Background: Emerging evidence highlights the therapeutic potential of microRNAs (miRNAs) in cancer, positioning them as key molecular tools in personalized medicine. In this study, we aim to identify miRNAs as novel indicators of poor prognosis in Triple Negative Breast Cancer (TNBC) patients and to explore their potential therapeutic options for TNBC.

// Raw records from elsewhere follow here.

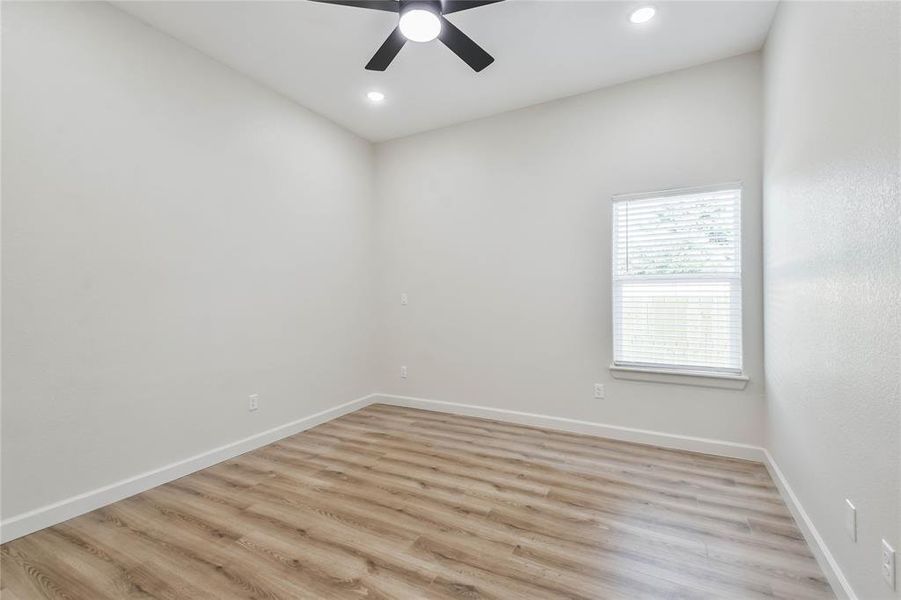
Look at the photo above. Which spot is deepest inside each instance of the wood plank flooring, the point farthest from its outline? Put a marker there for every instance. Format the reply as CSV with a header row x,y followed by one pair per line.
x,y
392,502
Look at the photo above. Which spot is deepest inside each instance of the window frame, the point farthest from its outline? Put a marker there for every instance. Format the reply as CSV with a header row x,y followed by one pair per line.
x,y
713,376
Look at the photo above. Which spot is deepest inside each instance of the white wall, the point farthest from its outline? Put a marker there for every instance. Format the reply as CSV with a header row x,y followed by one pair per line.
x,y
833,271
175,237
499,231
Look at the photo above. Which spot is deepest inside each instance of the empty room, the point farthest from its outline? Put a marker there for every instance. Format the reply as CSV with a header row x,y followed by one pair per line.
x,y
450,299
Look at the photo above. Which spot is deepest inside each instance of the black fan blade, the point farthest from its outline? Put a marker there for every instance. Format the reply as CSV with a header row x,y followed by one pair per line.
x,y
461,45
387,5
449,6
387,51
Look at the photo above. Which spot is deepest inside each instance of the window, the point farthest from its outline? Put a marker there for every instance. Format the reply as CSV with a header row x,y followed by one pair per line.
x,y
677,280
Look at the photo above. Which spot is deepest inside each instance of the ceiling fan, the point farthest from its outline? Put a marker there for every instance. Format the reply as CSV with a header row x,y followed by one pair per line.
x,y
423,21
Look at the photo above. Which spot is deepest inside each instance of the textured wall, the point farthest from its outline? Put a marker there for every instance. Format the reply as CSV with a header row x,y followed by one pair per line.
x,y
499,231
175,238
832,223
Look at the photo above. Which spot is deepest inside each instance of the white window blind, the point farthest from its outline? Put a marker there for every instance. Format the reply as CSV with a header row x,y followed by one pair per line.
x,y
677,280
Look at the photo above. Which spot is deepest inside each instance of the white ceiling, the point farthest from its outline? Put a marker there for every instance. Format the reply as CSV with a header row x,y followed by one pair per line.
x,y
314,53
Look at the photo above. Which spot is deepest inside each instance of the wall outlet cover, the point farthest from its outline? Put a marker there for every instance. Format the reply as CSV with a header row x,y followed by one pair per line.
x,y
888,565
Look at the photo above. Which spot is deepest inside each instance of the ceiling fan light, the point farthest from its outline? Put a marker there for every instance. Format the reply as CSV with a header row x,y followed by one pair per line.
x,y
420,25
643,15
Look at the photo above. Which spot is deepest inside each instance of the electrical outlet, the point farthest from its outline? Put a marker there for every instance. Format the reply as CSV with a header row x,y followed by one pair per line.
x,y
851,520
888,565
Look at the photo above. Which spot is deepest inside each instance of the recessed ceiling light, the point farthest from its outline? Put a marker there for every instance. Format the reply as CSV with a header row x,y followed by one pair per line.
x,y
420,25
643,14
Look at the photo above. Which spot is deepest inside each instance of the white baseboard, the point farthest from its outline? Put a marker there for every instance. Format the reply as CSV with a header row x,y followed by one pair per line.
x,y
627,434
58,512
824,557
64,510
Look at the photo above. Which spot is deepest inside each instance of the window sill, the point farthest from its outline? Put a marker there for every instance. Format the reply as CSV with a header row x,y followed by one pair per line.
x,y
697,378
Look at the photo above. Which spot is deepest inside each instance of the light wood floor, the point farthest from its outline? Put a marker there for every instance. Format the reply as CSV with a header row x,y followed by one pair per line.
x,y
392,502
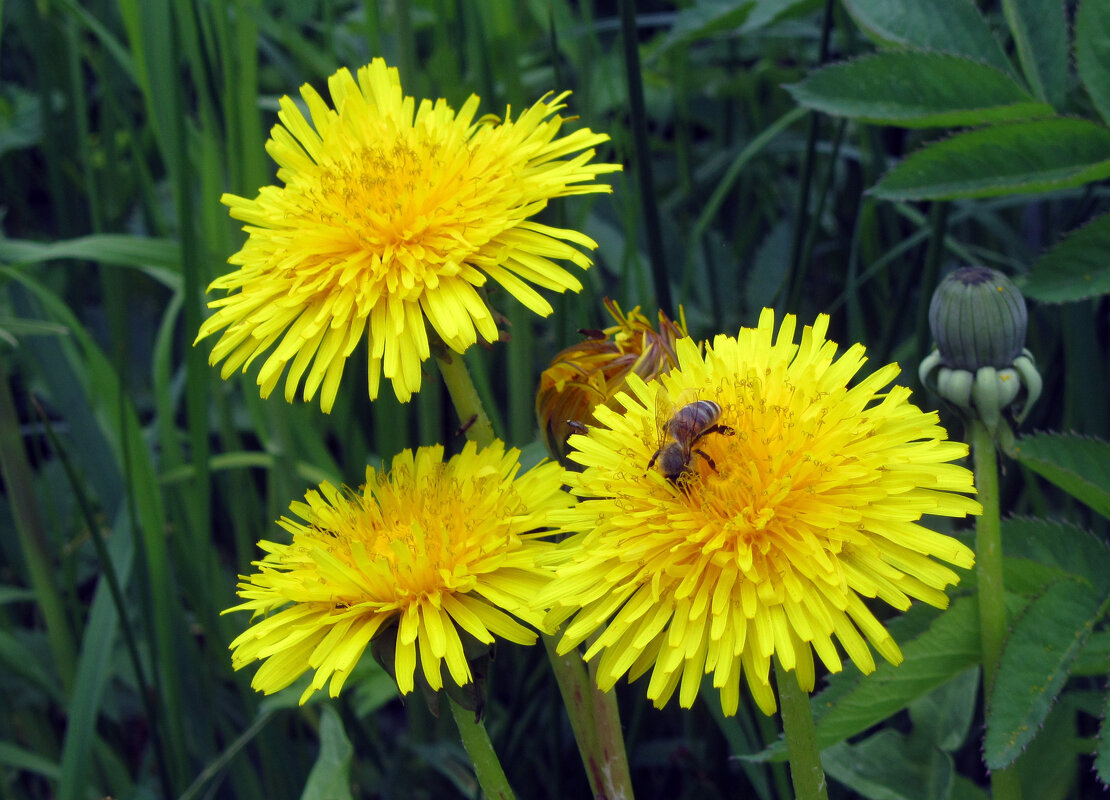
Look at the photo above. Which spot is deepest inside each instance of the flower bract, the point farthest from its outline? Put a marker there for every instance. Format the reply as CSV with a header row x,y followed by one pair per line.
x,y
390,218
593,371
799,503
433,547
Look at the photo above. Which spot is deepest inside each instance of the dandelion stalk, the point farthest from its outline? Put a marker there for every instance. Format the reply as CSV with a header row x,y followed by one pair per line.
x,y
464,396
476,740
980,365
806,769
988,558
594,716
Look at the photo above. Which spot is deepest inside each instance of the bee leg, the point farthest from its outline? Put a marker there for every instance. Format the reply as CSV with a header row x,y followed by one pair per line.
x,y
725,429
713,465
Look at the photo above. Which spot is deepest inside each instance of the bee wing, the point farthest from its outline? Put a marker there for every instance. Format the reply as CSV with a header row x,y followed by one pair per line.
x,y
664,411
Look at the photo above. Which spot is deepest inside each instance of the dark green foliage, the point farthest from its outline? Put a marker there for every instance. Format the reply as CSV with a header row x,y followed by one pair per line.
x,y
121,124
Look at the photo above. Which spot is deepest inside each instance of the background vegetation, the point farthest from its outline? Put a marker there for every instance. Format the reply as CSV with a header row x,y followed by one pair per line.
x,y
137,482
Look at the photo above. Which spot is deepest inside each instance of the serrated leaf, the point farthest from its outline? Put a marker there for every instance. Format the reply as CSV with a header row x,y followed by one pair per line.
x,y
1075,269
330,778
917,90
1059,544
948,26
1033,667
885,767
1092,51
853,702
1040,34
1077,464
944,717
1047,769
1095,657
1038,155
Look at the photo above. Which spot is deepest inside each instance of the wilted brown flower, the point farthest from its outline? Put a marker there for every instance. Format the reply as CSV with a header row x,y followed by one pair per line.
x,y
589,373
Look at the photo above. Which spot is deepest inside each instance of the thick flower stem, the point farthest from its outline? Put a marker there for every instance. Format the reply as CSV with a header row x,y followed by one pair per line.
x,y
988,561
806,769
596,723
476,740
464,396
594,716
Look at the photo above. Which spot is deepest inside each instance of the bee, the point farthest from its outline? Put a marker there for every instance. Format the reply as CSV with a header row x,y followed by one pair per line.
x,y
679,434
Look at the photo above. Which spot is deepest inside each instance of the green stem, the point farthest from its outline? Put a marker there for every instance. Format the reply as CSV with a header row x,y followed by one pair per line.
x,y
806,769
988,559
464,396
596,723
594,716
476,740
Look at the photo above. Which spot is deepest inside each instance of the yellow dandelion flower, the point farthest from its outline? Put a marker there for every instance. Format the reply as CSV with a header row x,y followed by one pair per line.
x,y
801,499
392,214
432,546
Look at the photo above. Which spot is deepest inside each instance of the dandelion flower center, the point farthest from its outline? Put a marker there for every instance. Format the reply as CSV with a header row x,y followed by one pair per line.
x,y
433,547
805,498
391,216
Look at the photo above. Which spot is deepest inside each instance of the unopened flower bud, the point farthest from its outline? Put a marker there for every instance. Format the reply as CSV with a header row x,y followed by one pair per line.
x,y
980,364
979,319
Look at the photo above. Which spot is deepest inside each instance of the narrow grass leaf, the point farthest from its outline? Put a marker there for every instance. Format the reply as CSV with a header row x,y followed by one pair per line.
x,y
1039,155
1052,543
93,672
1077,464
158,257
949,26
18,660
1040,34
1035,666
1075,269
331,776
917,89
20,759
1092,51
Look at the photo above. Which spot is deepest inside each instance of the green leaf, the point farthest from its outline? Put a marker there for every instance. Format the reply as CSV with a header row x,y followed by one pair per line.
x,y
1078,465
918,90
949,26
1092,51
20,119
1075,269
1059,544
944,717
158,257
853,702
1095,657
1102,752
1040,33
1039,155
330,778
1048,768
884,767
1035,666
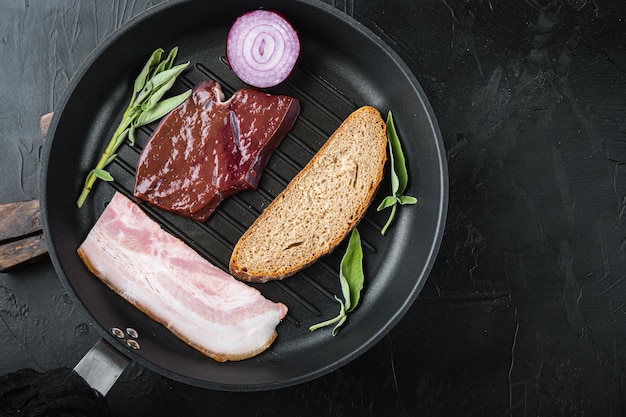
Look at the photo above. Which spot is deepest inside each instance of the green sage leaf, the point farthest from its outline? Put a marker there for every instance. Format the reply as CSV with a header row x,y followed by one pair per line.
x,y
351,270
168,62
407,199
399,162
399,175
157,94
152,62
154,80
131,135
342,313
387,202
351,278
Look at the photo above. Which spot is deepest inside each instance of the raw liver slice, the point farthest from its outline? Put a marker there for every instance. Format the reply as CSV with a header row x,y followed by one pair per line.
x,y
208,149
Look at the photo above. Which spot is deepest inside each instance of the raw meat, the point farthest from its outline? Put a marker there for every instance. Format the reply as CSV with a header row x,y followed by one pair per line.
x,y
159,274
208,149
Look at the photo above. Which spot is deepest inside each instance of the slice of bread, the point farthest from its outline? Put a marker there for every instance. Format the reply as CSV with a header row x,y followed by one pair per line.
x,y
320,206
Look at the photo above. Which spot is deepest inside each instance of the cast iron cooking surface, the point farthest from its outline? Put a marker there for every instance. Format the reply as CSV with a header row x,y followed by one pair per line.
x,y
342,66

Materials and methods: Potent tumor suppressor miRNAs were obtained from four available datasets (GSE38167, GSE40049, GSE86278, GSE154255) of the Gene Expression Omnibus database comprising a total of 94 TNBC-positive and 40 normal tissue samples were analyzed using DESeq2 software. Further, TargetScan was used to predict the targets of differentially downregulated miRNAs and the functional and pathway enrichment analyses were performed using the Database for Annotation, Visualization, and Integrated Discovery (DAVID) bioinformatics tool. The data obtained were validated by quantitative real-time PCR (qRT-PCR). Finally, survival analysis was performed in the Molecular Taxonomy of Breast Cancer International Consortium (METABRIC) cohort to check the impact of these miRNAs in TNBC patients.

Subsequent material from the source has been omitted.